Friday evening my brother called and asked me to design an Arts & Crafts sort of cover for the door bell in his house. These are what I came up with. Don't know if you folks in the UK have the same sort of doorbells that we have here but if anyone is interested, I'd send them the SKP.

All told, I imagine there was about 20 minutes spent drawing these because I was able to simply copy and modify components.







BTW, he chose the second from the left on the bottom row but without the square holes.

I was going to link to an image of what he's covering up but it is so ugly, Google doesn't even have a picture of it. The original plastic cover is about 4" high, 8" wide and 2" deep.


----------



## wizer (7 Apr 2008)

I'd never have thought to do that. I'm going to re-vamp our hall next year and that idea will be duly nicked.

Thanks Dave.


----------



## Shultzy (7 Apr 2008)

I presume you mean something like this, which is what we have ......

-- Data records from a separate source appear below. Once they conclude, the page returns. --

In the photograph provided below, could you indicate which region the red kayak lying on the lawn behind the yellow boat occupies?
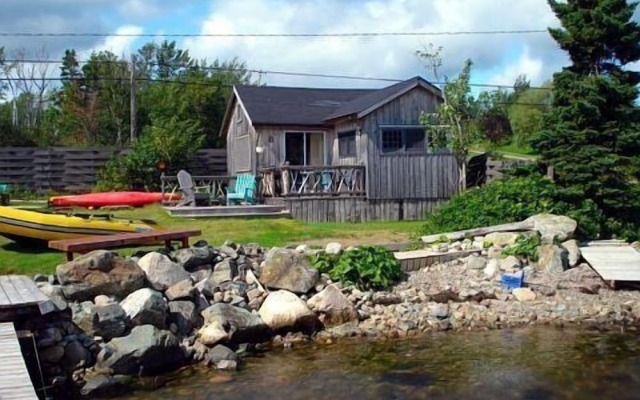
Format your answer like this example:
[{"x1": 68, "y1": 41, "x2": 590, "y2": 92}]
[{"x1": 49, "y1": 192, "x2": 180, "y2": 208}]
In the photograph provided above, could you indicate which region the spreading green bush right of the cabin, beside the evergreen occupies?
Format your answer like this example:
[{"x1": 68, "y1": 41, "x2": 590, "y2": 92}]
[{"x1": 419, "y1": 174, "x2": 604, "y2": 238}]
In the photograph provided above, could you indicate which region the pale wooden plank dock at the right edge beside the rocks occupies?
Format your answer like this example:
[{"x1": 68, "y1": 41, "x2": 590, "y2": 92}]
[{"x1": 580, "y1": 243, "x2": 640, "y2": 286}]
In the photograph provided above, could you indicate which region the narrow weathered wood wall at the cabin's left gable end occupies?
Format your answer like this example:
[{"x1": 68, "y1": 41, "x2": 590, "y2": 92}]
[{"x1": 227, "y1": 101, "x2": 255, "y2": 175}]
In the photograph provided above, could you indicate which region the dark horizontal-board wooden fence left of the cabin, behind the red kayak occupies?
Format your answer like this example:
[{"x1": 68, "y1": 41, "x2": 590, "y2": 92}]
[{"x1": 0, "y1": 147, "x2": 227, "y2": 193}]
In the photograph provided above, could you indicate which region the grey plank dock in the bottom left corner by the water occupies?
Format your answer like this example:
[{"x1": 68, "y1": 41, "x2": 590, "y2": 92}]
[{"x1": 0, "y1": 324, "x2": 38, "y2": 400}]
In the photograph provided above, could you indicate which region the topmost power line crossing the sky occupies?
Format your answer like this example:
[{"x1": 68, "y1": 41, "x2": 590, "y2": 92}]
[{"x1": 0, "y1": 29, "x2": 548, "y2": 38}]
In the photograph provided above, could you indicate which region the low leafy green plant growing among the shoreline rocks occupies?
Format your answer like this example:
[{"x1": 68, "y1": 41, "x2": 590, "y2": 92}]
[{"x1": 311, "y1": 246, "x2": 403, "y2": 290}]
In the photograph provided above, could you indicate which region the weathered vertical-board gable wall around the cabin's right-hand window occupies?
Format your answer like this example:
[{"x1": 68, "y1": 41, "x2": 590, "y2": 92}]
[{"x1": 361, "y1": 87, "x2": 457, "y2": 200}]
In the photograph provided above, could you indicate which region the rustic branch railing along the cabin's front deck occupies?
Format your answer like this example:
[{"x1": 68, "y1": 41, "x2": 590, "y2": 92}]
[{"x1": 276, "y1": 165, "x2": 366, "y2": 197}]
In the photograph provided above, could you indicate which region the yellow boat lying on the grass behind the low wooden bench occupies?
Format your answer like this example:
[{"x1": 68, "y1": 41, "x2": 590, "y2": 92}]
[{"x1": 0, "y1": 206, "x2": 155, "y2": 243}]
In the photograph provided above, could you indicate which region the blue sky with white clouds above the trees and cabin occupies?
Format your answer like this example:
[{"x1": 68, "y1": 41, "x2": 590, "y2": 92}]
[{"x1": 0, "y1": 0, "x2": 639, "y2": 87}]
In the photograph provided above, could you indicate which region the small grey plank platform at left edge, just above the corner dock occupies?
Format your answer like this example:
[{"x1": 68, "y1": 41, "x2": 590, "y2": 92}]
[{"x1": 0, "y1": 275, "x2": 53, "y2": 322}]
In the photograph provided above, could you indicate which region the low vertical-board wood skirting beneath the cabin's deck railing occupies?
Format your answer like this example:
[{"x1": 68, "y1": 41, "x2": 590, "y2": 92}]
[{"x1": 284, "y1": 197, "x2": 445, "y2": 223}]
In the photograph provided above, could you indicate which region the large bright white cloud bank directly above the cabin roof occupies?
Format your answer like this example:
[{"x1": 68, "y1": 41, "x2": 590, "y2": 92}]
[{"x1": 182, "y1": 0, "x2": 565, "y2": 86}]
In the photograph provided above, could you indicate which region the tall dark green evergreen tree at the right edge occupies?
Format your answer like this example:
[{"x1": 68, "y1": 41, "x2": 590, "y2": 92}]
[{"x1": 532, "y1": 0, "x2": 640, "y2": 236}]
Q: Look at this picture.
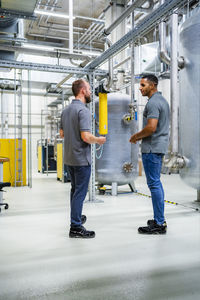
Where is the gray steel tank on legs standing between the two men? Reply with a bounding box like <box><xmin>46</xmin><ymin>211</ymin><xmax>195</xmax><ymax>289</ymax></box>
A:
<box><xmin>95</xmin><ymin>93</ymin><xmax>138</xmax><ymax>185</ymax></box>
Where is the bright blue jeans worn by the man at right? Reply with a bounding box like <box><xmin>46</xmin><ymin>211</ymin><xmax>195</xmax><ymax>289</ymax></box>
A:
<box><xmin>142</xmin><ymin>153</ymin><xmax>165</xmax><ymax>225</ymax></box>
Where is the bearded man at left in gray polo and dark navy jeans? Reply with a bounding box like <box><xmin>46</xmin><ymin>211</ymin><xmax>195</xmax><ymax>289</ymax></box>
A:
<box><xmin>60</xmin><ymin>79</ymin><xmax>106</xmax><ymax>238</ymax></box>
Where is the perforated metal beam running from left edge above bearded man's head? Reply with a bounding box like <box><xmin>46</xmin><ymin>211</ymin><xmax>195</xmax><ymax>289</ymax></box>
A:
<box><xmin>0</xmin><ymin>60</ymin><xmax>107</xmax><ymax>76</ymax></box>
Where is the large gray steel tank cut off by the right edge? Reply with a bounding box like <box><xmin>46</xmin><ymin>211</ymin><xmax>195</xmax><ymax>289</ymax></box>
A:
<box><xmin>179</xmin><ymin>10</ymin><xmax>200</xmax><ymax>190</ymax></box>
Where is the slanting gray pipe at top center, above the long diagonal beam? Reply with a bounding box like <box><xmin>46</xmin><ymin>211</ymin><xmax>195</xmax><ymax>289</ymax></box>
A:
<box><xmin>104</xmin><ymin>0</ymin><xmax>147</xmax><ymax>35</ymax></box>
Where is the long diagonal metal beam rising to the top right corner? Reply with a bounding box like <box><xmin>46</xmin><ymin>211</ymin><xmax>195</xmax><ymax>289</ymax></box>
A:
<box><xmin>85</xmin><ymin>0</ymin><xmax>188</xmax><ymax>69</ymax></box>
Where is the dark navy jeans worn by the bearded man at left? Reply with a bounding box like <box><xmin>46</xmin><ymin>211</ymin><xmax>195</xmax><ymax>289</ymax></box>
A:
<box><xmin>68</xmin><ymin>165</ymin><xmax>91</xmax><ymax>227</ymax></box>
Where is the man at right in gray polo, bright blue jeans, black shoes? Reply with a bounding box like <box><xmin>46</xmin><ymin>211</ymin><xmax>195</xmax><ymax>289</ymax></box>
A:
<box><xmin>130</xmin><ymin>74</ymin><xmax>170</xmax><ymax>234</ymax></box>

http://doorchimesuk.co.uk/catalog/produ ... 416b615ff7

.... but I'm sure swimbo will like your designs  .


----------



## SketchUp Guru (7 Apr 2008)

Shultzy, sort of but without the long tubes. The chime is usually just a piece of steel flat stock on little rubber isolators and is rung with by the core in a solenoid. Sometimes there's two bars to get a dual tone bell. I found this drawing of the guts and wiring. The bars are on top and bottom.


----------



## wizer (7 Apr 2008)

yep they are the norm here too Dave


----------



## Slim (7 Apr 2008)

I prefer the last one Dave, but I don't have anything as posh as a doorbell. :lol:


----------



## SketchUp Guru (7 Apr 2008)

Slim":vm25bytd said:


> I prefer the last one Dave, but I don't have anything as posh as a doorbell. :lol:



Well, you could make one and hang it on your wall to make people think you have a doorbell.  :lol:


----------



## Slim (7 Apr 2008)

I don't know Dave, I might make the neighbours jealous. :lol:


----------



## SketchUp Guru (7 Apr 2008)

Simon, that would be an opportunity. You could sell them all covers, too.


----------



## SketchUp Guru (10 Apr 2008)

My brother sent me a picture of what he built. Here it is.


----------